Minecraft Log4j exploit: Everything known so far

NetherAirTune Gaming
January 12, 2022

 Minecraft Log4j exploit: Everything known so far

Last week, Minecraft was hit by perhaps the worst exploit ever seen, which is saying something for a game that's over a decade old.

This exploit, if performed correctly, allowed malicious players to take control of another player's PC while playing on a Minecraft server. This was, of course, extremely concerning for Minecraft players all over the world.

Although now patched by Mojang, it's interesting to look at exactly just how this situation unfolded. This article will also explain how players and server owners can be 100% sure they are no longer vulnerable to this attack.

What was the Minecraft Log4j exploit?

This exploit was known as a "zero-day" exploit, meaning that its existence was completely unknown to the developers. It allowed bad actors to take control of other players' computers and even hold Minecraft servers hostage.

Exactly how the exploit works is relatively complex, but was first reported by Alibaba security researchers on November 24, 2021. Once executed, the exploit allows hackers to execute remote code on a Minecraft system due to the specific logging library Minecraft uses, called Log4j.

It's not just Minecraft that was affected by this exploit. So far, it's been confirmed that other services such as Steam, iCloud, Amazon, and Twitter were also among those affected.

The Log4j exploit allows bad actors to break into the computers of unprotected players (Image via Twitter, John Hammond)

The Log4j exploit allows bad actors to break into the computers of unprotected players (Image via Twitter, John Hammond)

Luckily, not much needs to be done to overcome this issue, seeing as it has now been patched by Mojang themselves. Minecraft players should always ensure that they are using the official version of the game, not those published by third-party sources.

It's a different story for Minecraft server owners, however. Owners of Minecraft servers will need to actively patch this manually, so that their server is no longer vulnerable.

What you need to do:

Official Game Client

If you play Minecraft: Java Edition, but aren’t hosting your own server, you will need to take the following steps: Close all running instances of the game and the Minecraft Launcher. Start the Launcher again – the patched version will download automatically.

Modified Clients and Third-party Launchers

Modified clients and third-party launchers might not be automatically updated. In these cases, we recommend following the advice of your third-party provider. If the third-party provider has not patched the vulnerability, or has not stated it is safe to play, you should assume the
vulnerability is not fixed and you are at risk by playing.

Game Server

If you’re hosting your own Minecraft: Java Edition server, you'll need to take different steps
depending on which version you’re using, in order to secure it.

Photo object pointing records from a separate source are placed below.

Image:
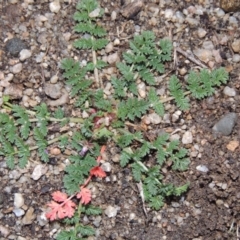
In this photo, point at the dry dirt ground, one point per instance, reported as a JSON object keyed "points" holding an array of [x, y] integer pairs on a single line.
{"points": [[210, 209]]}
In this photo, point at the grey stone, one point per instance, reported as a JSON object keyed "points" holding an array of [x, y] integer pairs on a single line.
{"points": [[14, 46], [225, 125]]}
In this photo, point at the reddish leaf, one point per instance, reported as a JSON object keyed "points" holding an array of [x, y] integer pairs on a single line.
{"points": [[85, 195], [69, 208], [97, 172], [61, 210], [59, 196]]}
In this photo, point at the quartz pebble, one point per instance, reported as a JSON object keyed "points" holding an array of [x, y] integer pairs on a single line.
{"points": [[18, 212], [25, 54], [29, 216], [38, 171], [154, 118], [113, 58], [18, 200], [236, 58], [55, 6], [225, 124]]}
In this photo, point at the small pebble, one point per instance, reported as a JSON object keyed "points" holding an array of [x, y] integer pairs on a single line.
{"points": [[18, 212], [29, 216], [25, 54], [14, 46], [225, 124], [55, 6], [236, 58], [113, 58], [38, 171], [229, 91], [154, 118]]}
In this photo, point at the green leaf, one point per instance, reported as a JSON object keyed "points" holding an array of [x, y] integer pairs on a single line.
{"points": [[155, 102], [124, 158], [147, 76], [118, 85], [178, 94]]}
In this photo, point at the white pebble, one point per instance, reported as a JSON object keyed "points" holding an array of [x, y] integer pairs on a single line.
{"points": [[17, 68], [18, 212], [18, 200], [55, 6], [25, 54], [113, 58], [187, 138], [38, 171], [229, 91], [208, 45], [154, 118]]}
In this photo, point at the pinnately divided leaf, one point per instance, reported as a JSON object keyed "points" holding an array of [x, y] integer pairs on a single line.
{"points": [[132, 108]]}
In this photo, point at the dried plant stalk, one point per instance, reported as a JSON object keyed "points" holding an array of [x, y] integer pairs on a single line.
{"points": [[230, 5]]}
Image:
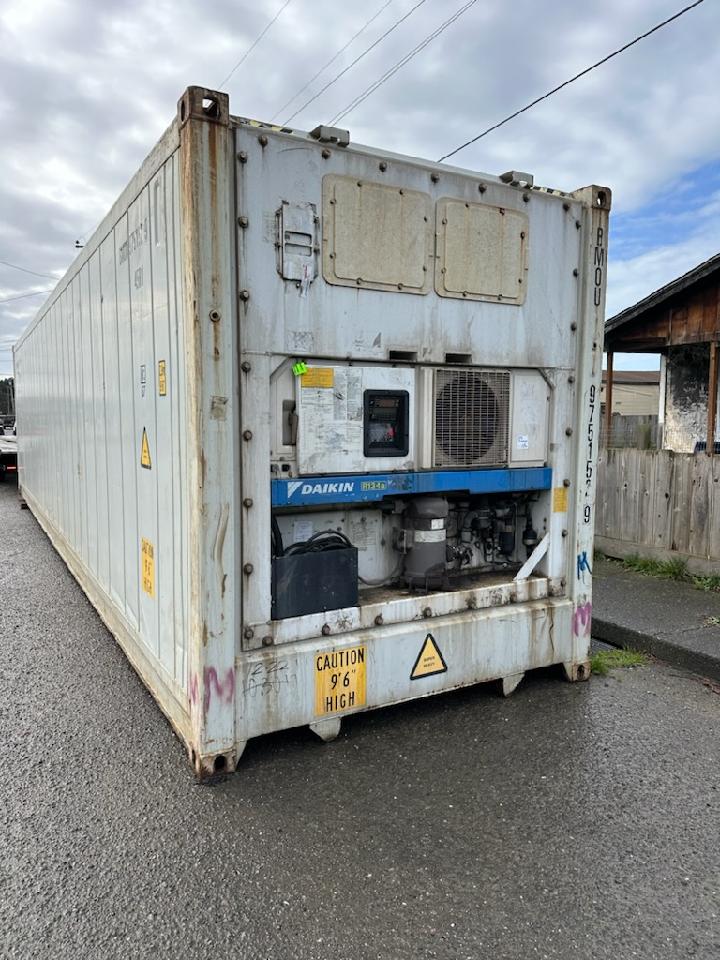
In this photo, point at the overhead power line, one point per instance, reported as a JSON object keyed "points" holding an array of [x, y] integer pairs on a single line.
{"points": [[356, 60], [332, 60], [577, 76], [22, 296], [33, 273], [255, 42], [401, 63]]}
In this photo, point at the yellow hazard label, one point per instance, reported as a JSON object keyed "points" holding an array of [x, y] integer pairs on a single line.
{"points": [[148, 567], [340, 680], [429, 660], [318, 377], [145, 460]]}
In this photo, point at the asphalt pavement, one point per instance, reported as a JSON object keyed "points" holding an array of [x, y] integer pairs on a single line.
{"points": [[569, 821]]}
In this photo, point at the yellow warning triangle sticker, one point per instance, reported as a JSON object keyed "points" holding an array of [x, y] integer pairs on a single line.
{"points": [[429, 661], [145, 460]]}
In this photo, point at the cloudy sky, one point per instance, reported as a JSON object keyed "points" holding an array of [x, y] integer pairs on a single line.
{"points": [[87, 87]]}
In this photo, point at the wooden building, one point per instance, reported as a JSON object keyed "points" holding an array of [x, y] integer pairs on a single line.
{"points": [[680, 321], [635, 392]]}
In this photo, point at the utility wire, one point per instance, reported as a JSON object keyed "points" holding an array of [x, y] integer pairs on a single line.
{"points": [[577, 76], [401, 63], [22, 296], [334, 58], [255, 42], [356, 60], [33, 273]]}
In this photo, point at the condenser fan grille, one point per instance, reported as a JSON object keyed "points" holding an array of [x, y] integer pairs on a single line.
{"points": [[471, 417]]}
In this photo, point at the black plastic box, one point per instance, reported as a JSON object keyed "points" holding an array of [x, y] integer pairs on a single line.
{"points": [[314, 582]]}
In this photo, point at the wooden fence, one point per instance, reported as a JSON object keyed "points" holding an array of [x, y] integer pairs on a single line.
{"points": [[659, 504], [637, 430]]}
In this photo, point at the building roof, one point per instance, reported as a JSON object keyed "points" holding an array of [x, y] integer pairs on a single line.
{"points": [[664, 293]]}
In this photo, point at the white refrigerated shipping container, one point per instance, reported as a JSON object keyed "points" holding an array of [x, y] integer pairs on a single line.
{"points": [[314, 425]]}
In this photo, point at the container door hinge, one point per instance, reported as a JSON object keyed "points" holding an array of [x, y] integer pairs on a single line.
{"points": [[297, 242]]}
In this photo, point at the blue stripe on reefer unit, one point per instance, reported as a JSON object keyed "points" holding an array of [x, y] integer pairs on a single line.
{"points": [[366, 488]]}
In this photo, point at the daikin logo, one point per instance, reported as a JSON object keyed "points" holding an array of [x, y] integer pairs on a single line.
{"points": [[308, 489]]}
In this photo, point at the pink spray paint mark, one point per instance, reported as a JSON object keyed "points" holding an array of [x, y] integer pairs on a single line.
{"points": [[224, 689], [582, 619]]}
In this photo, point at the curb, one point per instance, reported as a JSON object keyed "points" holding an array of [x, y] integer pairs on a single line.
{"points": [[692, 660]]}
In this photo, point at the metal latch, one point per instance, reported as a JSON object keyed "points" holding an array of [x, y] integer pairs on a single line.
{"points": [[297, 243], [517, 178]]}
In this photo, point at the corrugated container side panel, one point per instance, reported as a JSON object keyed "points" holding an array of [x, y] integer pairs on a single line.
{"points": [[88, 389], [178, 391], [74, 435], [61, 461], [130, 456], [145, 433], [99, 396], [158, 249], [113, 431]]}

  • 1.18: Upgrade to 1.18.1, if possible. If not, use the same approach as for 1.17.x:
  • 1.17: Add the following JVM arguments to your startup command line:

               -Dlog4j2.formatMsgNoLookups=true

  • 1.12-1.16.5: Download this file to the working directory where your server runs. Then add the following JVM arguments to your startup command line:

               -Dlog4j.configurationFile=log4j2_112-116.xml

  • 1.7-1.11.2: Download this file to the working directory where your server runs. Then add the following JVM arguments to your startup command line:

               -Dlog4j.configurationFile=log4j2_17-111.xml

  • Versions below 1.7 are not affected.